Plus de productivité

A quelques bureaux de là, Matthieu Gras, développeur back, est lui aussi conquis par la semaine de quatre jours : « J’ai adopté les quatre jours après un an de contrat dans l’entreprise. Je trouve que c’est une très bonne opportunité. Comme j’ai des enfants en bas âge, cela me permet de profiter plus d’eux. C’est que du bonus côté personnel. Côté professionnel, je suis quelqu’un qui aime bien rester concentré sur ses tâches, donc les journées sont un peu plus longues mais ma productivité s’en ressent ». Matthieu travaille du lundi au jeudi. Il arrive à 9 heures et finit à 19 heures, avec une pause d’une heure à midi. Désormais, ses vendredis sont libérés : « Le vendredi je fais tout ce que je ne peux pas faire le reste de la semaine. Actuellement, je suis dans un projet de construction de maison donc cela me permet d’aller sur le chantier. Je peux aussi emmener ma fille à l’école et la récupérer ». Il évalue ce changement d’emploi du temps : « La semaine de quatre jours a beaucoup amélioré mon quotidien. Je vois un seul point négatif. En fonction des collègues avec qui on est en binôme, il faut savoir s’adapter. Il faut partager les informations pour que l’un puisse reprendre le flambeau de l’autre quand il n’est pas là ». Dans cette entreprise clermontoise, la semaine de quatre jours semble faire le bonheur de la majorité des salariés. « On ne fera pas marche arrière » prévient Alexandre Santos.

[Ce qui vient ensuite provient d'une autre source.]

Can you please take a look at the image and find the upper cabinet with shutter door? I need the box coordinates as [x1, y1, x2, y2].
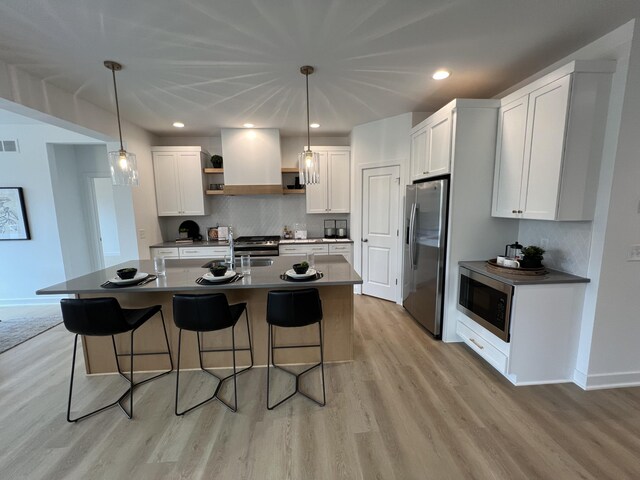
[492, 61, 615, 220]
[411, 104, 452, 181]
[151, 147, 209, 216]
[306, 147, 351, 213]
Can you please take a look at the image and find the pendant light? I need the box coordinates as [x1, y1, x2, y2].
[104, 60, 139, 187]
[298, 65, 320, 185]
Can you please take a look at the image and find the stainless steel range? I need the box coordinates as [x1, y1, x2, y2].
[234, 235, 280, 257]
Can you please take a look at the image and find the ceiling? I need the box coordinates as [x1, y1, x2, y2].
[0, 0, 640, 136]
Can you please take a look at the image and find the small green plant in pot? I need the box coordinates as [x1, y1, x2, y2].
[293, 262, 309, 275]
[520, 245, 545, 268]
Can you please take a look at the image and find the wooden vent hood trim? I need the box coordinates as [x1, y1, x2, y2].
[224, 185, 282, 195]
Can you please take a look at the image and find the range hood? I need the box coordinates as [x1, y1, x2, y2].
[221, 128, 282, 195]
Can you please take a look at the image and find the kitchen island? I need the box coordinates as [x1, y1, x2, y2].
[36, 255, 362, 374]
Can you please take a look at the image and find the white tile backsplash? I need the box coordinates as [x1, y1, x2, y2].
[160, 195, 351, 241]
[518, 220, 592, 277]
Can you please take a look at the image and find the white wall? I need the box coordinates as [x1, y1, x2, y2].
[580, 22, 640, 388]
[48, 144, 96, 278]
[350, 113, 413, 303]
[499, 21, 640, 389]
[0, 61, 162, 258]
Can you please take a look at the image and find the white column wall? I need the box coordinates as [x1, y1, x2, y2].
[0, 125, 101, 305]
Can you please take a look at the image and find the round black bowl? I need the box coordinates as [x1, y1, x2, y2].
[293, 263, 309, 275]
[116, 268, 138, 280]
[209, 265, 227, 277]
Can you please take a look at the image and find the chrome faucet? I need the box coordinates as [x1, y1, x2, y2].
[229, 230, 236, 270]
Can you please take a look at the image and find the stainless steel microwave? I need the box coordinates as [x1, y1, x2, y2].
[458, 267, 514, 342]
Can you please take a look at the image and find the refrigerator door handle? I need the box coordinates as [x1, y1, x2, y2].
[407, 203, 416, 267]
[409, 203, 418, 267]
[411, 203, 420, 267]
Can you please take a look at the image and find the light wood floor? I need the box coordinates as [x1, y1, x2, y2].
[0, 297, 640, 480]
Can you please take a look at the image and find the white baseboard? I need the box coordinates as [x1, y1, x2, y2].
[573, 369, 588, 390]
[0, 295, 69, 307]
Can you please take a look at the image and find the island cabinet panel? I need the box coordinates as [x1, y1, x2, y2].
[492, 62, 615, 220]
[152, 147, 208, 217]
[306, 147, 351, 213]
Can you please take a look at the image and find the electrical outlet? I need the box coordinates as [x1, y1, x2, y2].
[627, 245, 640, 262]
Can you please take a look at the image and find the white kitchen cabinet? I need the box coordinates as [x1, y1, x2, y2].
[492, 62, 613, 220]
[456, 283, 586, 385]
[149, 246, 229, 259]
[179, 247, 229, 258]
[279, 243, 329, 256]
[149, 247, 180, 258]
[329, 243, 353, 265]
[306, 147, 351, 213]
[411, 104, 453, 181]
[151, 147, 209, 217]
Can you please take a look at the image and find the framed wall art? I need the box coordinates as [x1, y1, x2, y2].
[0, 187, 31, 240]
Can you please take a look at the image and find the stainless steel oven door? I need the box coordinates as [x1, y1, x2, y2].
[458, 267, 514, 342]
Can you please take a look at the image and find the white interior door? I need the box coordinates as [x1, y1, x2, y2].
[361, 166, 400, 301]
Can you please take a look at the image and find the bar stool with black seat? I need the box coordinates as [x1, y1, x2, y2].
[60, 297, 173, 423]
[267, 288, 327, 410]
[173, 293, 253, 415]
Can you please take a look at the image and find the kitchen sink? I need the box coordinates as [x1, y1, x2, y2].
[202, 256, 273, 268]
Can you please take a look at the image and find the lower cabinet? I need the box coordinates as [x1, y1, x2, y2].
[280, 243, 353, 264]
[280, 243, 329, 256]
[456, 283, 586, 385]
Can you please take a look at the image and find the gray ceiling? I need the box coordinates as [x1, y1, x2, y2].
[0, 0, 640, 136]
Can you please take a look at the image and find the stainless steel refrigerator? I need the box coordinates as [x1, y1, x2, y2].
[402, 178, 449, 337]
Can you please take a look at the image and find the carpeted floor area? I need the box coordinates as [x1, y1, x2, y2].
[0, 314, 62, 353]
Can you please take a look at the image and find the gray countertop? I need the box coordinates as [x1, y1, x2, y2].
[149, 240, 229, 248]
[280, 238, 353, 245]
[149, 238, 353, 248]
[458, 261, 591, 286]
[36, 255, 362, 295]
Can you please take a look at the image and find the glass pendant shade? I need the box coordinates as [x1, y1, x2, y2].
[298, 150, 320, 185]
[298, 65, 320, 185]
[104, 60, 140, 187]
[109, 150, 140, 187]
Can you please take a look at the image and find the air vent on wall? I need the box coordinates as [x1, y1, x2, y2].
[0, 140, 18, 152]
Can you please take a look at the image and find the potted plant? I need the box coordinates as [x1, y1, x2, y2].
[293, 262, 309, 275]
[520, 245, 545, 268]
[209, 265, 227, 277]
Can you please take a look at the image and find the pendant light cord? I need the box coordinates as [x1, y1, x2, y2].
[110, 67, 124, 151]
[304, 72, 311, 151]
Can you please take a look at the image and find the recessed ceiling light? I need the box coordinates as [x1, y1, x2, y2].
[432, 70, 451, 80]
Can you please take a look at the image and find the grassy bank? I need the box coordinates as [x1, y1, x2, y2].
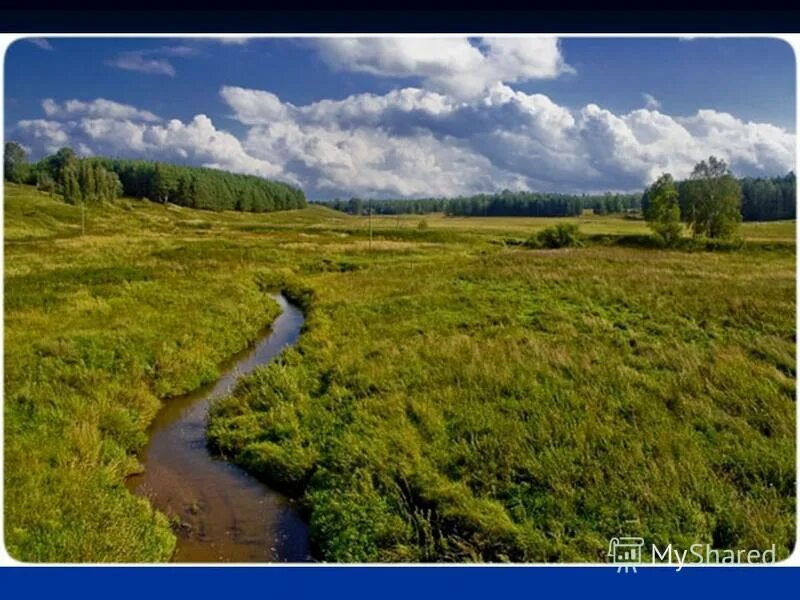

En Picardie, 200 fonctionnaires de l’Urssaf ont la possibilité depuis début mars 2023 de tester cette organisation. Sur la base du volontariat, les agents peuvent désormais concentrer leur temps de travail, soit 36 heures hebdomadaires, sur quatre jours au lieu de cinq habituellement. Annoncée par Gabriel Attal, cette expérimentation prendra place durant un an."La semaine de 35 heures en quatre jours, que 10 000 Français expérimentent déjà dans des secteurs économiques très variés comme le recyclage industriel ou l'informatique, cela peut être moins de temps passé dans les transports, moins de stress, et au final, plus de bien-être au travail", admet le ministre délégué aux Comptes publics dans un article de L’Opinion. Selon une enquête menée en mars 2023 par le cabinet de recrutement Walters People auprès de 1 000 professionnels issus de fonctions support et financière en France, 95% souhaiteraient sa mise en place dans leur entreprise. Tandis que 76% des salariés interrogés seraient prêts à concentrer leurs heures de travail sur quatre jours, 20% préfèreraient les réduire, "quitte à ce que leur rémunération soit légèrement impactée" note le cabinet. Le débat est désormais lancé. Un peu comme les 35 heures à leur époque, une petite révolution au travail est peut-être en marche.